Ordinary man, extraordinary heart

Tracking one man’s journey into the land of giving.

January 11, 2014 04:49 pm | Updated May 13, 2016 08:53 am IST

Bagai, on the extreme left (standing).

Bagai, on the extreme left (standing).

When M.S. Bagai’s first wife Sudhira died in 1980 of cancer, Bagai decided to support the drive for early detection of cancer in slums and urban outbacks. He began the Sudhira Bagai Charitable Trust with just Rs. 500. Bagai has since raised money to educate the children of a paraplegic soldier, provide milk to children living in the shelter of Safdarjang Hospital in New Delhi, buy medicines and milk for sick sadhus, and for a dozen other causes in a list that keeps growing.

A retired bureaucrat who is today 80 years old, Bagai epitomises a life of giving, driven by his conviction that even small sums of money can make a big difference. One of the first things he did when he started was to pool in the family resources to buy a flat on Tolstoy Marg in New Delhi, the rent from which sustained the initiatives of the Sudhira Bagai Trust. Soon, his second wife Malti and their two children started a trust, Charities Associates, to help with funds.

Some years later, Bagai also became the managing trustee of the Bani Jagtiani Trust which began with a corpus of Rs. 45,000 but inherited a two-storeyed residential building in Kailash Colony, the rent from which also went towards philanthropy.

When it became difficult to manage the property, it was sold for Rs 24.75 crore. It is this money that Bagai has been using to fund NGOs and other philanthropists of whose credibility he is convinced.

The number of projects that Bagai’s Trust supports is long. The Ramakrishna Mission got Rs. 8 crore to set up a nursing college and a dialysis unit.

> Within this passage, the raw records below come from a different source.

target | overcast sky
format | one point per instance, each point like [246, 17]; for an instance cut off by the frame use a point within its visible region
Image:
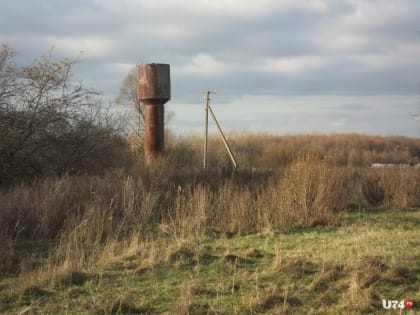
[279, 66]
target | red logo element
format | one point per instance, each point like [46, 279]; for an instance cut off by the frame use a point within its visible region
[409, 303]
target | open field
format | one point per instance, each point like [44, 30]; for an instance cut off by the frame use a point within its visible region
[304, 227]
[347, 269]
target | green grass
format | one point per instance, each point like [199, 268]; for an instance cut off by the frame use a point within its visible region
[349, 269]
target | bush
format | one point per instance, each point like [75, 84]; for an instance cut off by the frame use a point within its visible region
[51, 125]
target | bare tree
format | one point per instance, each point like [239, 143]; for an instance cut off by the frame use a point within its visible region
[50, 124]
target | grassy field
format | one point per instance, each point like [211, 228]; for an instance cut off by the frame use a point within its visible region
[346, 269]
[306, 226]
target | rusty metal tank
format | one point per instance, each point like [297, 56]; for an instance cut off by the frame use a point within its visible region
[154, 90]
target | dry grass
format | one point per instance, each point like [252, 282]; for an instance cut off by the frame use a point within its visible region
[75, 228]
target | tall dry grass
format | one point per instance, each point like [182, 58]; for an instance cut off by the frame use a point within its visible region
[82, 215]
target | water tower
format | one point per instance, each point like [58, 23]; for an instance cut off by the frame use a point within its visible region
[154, 90]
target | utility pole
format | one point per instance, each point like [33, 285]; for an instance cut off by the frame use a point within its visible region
[206, 131]
[225, 142]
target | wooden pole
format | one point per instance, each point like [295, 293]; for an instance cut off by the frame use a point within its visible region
[232, 157]
[206, 131]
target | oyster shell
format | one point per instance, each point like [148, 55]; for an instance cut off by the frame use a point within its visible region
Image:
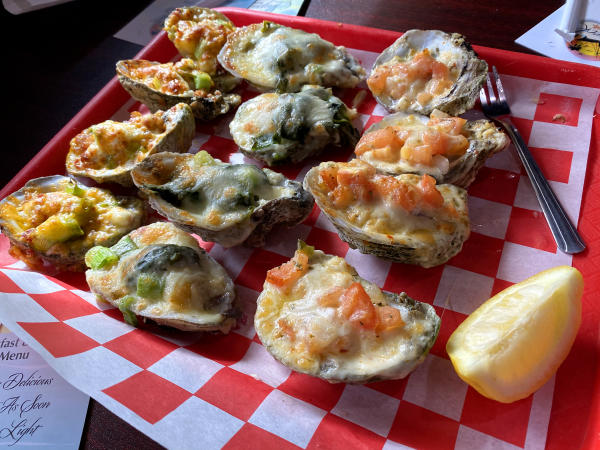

The R.K. Mission in Vrindavan was given Rs. 80 lakh for a Cat Scan machine. Salaam Baalak Trust got Rs. 35 lakh for the rescue and rehabilitation of trafficked girls; Can Support has received Rs. 10 lakh; while another NGO received Rs. 3 crore to start a hospital in Mukteshwar. The Multiple Sclerosis Society as well as a programme for rickshaw drivers received Rs. 10 lakh each. The Dharamshila Cancer Centre, the Cancer Patients Aids Association in Mumbai, and Cancer Roko also received funds for detection work in slums.

The joy of giving, however, loses its sheen when the money is not used well and the supported organisations don’t send back utilisation certificates, audits and annual reports. Though he selects organisations after careful screening, the absence of feedback can be frustrating, says Bagai. He has now started a process of asking beneficiary organisations to sign an agreement to give audited statements of fund utilisation.

Bagai’s greatest satisfaction is in supporting small NGOs and individuals who work with slum children to promote computer literacy or conduct bridge courses before they are admitted to government schools.

All across Delhi and Faridabad, small trusts and ex-servicemen are motivating and helping marginalised families to educate their children. Some work out of parks or in temporary sheds.

Bagai’s Trust gets an annual income of Rs. 1 crore, which it tries to dispense judiciously. Providing funds in a sustained manner to organisations doing good work remains a challenge, admits Bagai. He is, for instance, deeply involved with Prerna Niketan, an NGO started in 1998 by Meenu Saxsena, an MBA who took voluntary retirement to help children, particularly abandoned children, with physical disabilities.

Prerna Niketan houses 42 children in a community centre at Dwarka. All the children are given free medical treatment and are educated in government schools till Class 12. Bagai is helping the NGO buy a 32-seater bus and to build a home at Najafgarh.

The Blind Welfare Society’s hostel is another of Bagai’s pet projects. Housing 20 blind girls, the hostel is run by R.P. Bhola, the retired principal of Government Boys Secondary School in West Delhi. Bhola, himself blind, has three children who are all visually impaired. He has not only educated his own children but has taken on the task of educating blind girls. Four girls in his hostel are studying for a Master’s degree, others are studying to become teachers or to enter clerical services. The hostel gives free board and lodging and the Society pays college fees.

It is initiatives such as these that inspire Bagai. And it is people like Bagai who inspire the art of giving.